Sekretaris Jenderal Asosiasi Produsen Serat dan Benang Filament Indonesia (APSyFI) Redma Gita Wirawasta mengatakan kenaikan tarif listrik pada perusahaan milik negara itu tidak terhindarkan setelah implementasi pungutan karbon itu.
Kendati demikian, Redma menuturkan Badan Kebijakan Fiskal (BKF) dan PT PLN belum sampai pada keputusan definitif ihwal skema pembayaran pungutan karbon tersebut.
Redma berharap pemerintah dapat memberikan subsidi tambahan kepada PLN seiring pelaksanaan kebijakan pajak karbon itu. Harapannya, kata dia, kenaikan tarif listrik itu dapat ditekan agar tidak berdampak serius pada biaya produksi.
“Kalau listrik PLN naik lagi tentu akan menambah pengeluaran kita, mau tidak mau kita akan mengarahkannya ke harga jual, tapi kita belum tahu berapa besarannya masih menunggu hitungan dari PLN,” kata Redma melalui sambungan telepon, Rabu (17/11/2021).

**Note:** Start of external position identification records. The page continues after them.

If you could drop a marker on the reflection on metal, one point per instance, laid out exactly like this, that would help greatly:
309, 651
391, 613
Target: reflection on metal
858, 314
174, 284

Hanya saja, Redma menggarisbawahi penyesuaian harga barang itu relatif sulit dilakukan untuk pasar ekspor. Manuver itu dikhawatirkan bakal menurunkan daya saing produk tekstil dalam negeri di pasar internasional. Apalagi, dia menambahkan harga produk ekspor sudah relatif mahal akibat biaya pengiriman dan krisis energi.
Baca Juga
“Untuk pasar lokal harga jual ini bisa kita sesuaikan karena sudah ada safeguard garmen tapi ujung-ujungnya pasti inflasi,” kata dia.
PT PLN memastikan pengenaan pajak karbon terhadap pembangkit listrik tenaga uap (PLTU) akan berdampak pada kenaikan biaya pokok penyediaan (BPP) listrik.
Direktur Niaga dan Manajemen Pelanggan PLN Bob Saril mengatakan pengenaan pajak yang ditetapkan pemerintah akan berkorelasi dengan subsidi dan kompensasi yang harus dibayarkan.
Meski begitu, dia memastikan bahwa PLN sebagai BUMN akan mendukung seluruh kebijakan pemerintah, termasuk terkait pengenaan pajak karbon mulai 2022.
“Pengenaan pajak karbon akan menaikkan BPP, dan tentu saja dengan skema tarif saat ini akan berkorelasi dengan subsidi dan kompensasi,” katanya, Rabu (13/10/2021).
Ketentuan tersebut ditetapkan setelah DPR mengesahkan RUU Harmonisasi Peraturan Perpajakan (HPP) menjadi UU. Pengenaan pajak karbon itu akan berlaku mulai 1 April 2021.
“Yang pertama kali dikenakan [pajak karbon] terhadap badan yang bergerak di bidang PLTU batu bara dengan tarif Rp30 per kilogram CO2e atau satuan yang setara,” bunyi pasal 17 ayat 3 UU HPP.